|Description:||This digitally-colorized scanning electron microscopic (SEM) image revealed some of the morphology displayed on the dorsal exoskeletal surface of a bedbug, Cimex lectularius. A member of the phylum Arthropoda, this insect has three pairs of jointed legs, hence the name, “Arthro” = jointed, and “poda” = legs. What appeared to be “hair” was not hair at all, but sensory structures known as “setae”, and are composed of chitin, the same material as the rest of this organism’s exoskeleton. Chitin is a molecule made up of bound units of acetylglucosamine, joined in such a way as to allow for increased points at which hydrogen bonding can occur. In this way chitin provides increased strength, and durability as an exoskeletal foundation.|
Bedbugs are not vectors in nature of any known human disease. Although some disease organisms have been recovered from bedbugs under laboratory conditions, none have been shown to be transmitted by bedbugs outside of the laboratory.
The common bedbug, C. lectularius is a wingless, red-brown, blood-sucking insect that grows up to 7mm in length, and has a lifespan from 4 months up to 1 year. Bedbugs hide in cracks and crevices in beds, wooden furniture, floors, and walls during the daytime and emerge at night to feed on their preferred host, humans.
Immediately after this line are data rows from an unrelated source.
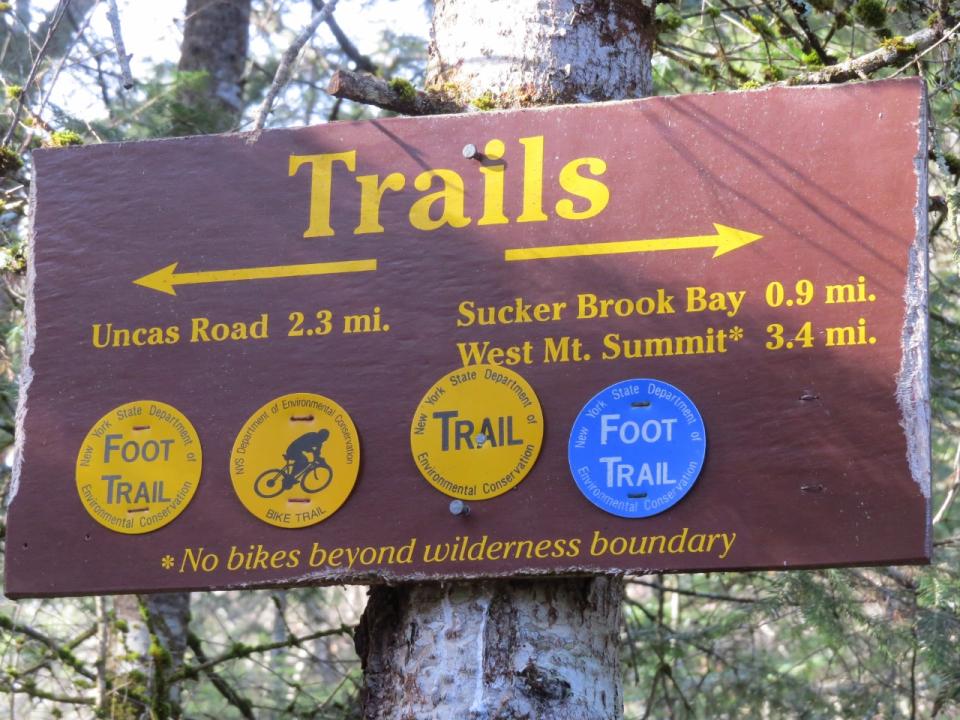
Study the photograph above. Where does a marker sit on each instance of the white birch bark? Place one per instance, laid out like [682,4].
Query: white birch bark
[500,649]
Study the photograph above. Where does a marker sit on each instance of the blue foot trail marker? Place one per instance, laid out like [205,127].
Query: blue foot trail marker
[637,447]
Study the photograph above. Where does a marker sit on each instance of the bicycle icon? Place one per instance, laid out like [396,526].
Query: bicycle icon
[312,475]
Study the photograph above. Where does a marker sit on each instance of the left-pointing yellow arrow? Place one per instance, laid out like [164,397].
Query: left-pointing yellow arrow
[166,279]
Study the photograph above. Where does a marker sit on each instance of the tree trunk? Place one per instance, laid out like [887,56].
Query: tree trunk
[504,649]
[215,40]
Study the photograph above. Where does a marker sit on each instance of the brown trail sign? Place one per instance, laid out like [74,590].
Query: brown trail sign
[679,334]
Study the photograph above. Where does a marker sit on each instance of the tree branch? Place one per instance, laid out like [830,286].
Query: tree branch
[860,67]
[398,95]
[224,688]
C. lectularius injects saliva into the blood stream of their host to thin the blood, and to prevent coagulation. It is this saliva that causes the intense itching and welts. The delay in the onset of itching gives the feeding bedbug time to escape into cracks and crevices. In some cases, the itchy bites can develop into painful welts that last several days. Bedbug bites are difficult to diagnose due to the variability in bite response between people, and due to the change in skin reaction for the same person over time.